Doesn't this force macro fusion for all targets/subtargets? If we wanted to do that, we wouldn't need the cluster edge and scheduler heuristic anymore. Shouldn't there be a TII->forceMacroFusion() option?

If the target doesn't implement TII::shouldScheduleAdjacent() then no fusion will happen. Of course this commit forces fusion to be respected even in the presence of possible stalls in the scheduling model. This is a switch of priorities and indeed does not allow you any more to insert the macrofusion check at any place in the heuristic (the scheduling model/stalls aren't part of that heuristic either so I couldn't just move the cluster edge heuristic to an earlier place in tryCandidate() so I went this route).

Do you think a TII->forceMacroFusion() hook is necessary? Currently the only targets implementing shouldScheduleAdjacent() are X86 and AArch64 and they should both prefer fusion over reported stalls, making the cluster/weak solution untested/dead code.
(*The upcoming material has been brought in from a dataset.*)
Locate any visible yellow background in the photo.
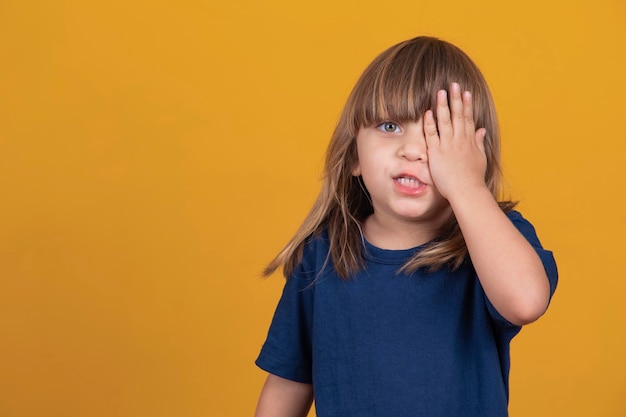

On x86 it's meant to be a heuristic. If you think all subtargets should instead force macro-fusion before scheduling (and have benchmarks to prove it) then we should delete the code that implements the heuristic.

On x86 it's meant to be a heuristic. If you think all subtargets should instead force macro-fusion before scheduling (and have benchmarks to prove it) then we should delete the code that implements the heuristic.

My experience has been that this mostly matters/changes the outcome when scheduling top-down, which currently happens only in the PostRAScheduler. The combination of PostRAScheduling and MacroOpFusion enabled only seems to happen in the BtVer2/Jaguar scheduling model at the moment for which I have no hardware to test. So I have no good way of benchmarking this (but also no indication why this would ever be good as a heuristic).

Anyway I to keep the possibility of weak edges, I'd add make shouldScheduleAdjacent() return an enum value to indicate whether weak/hard edges should be used. I'll update that in the next days.

MatzeB abandoned this revision.Jul 19 2017, 4:16 PM

This is out of date. Nowadays targets can decide themselfes whether they want post-ra fusion by overriding TaretPassConfig::createPostMachineScheduler() and adding a dag mutation there.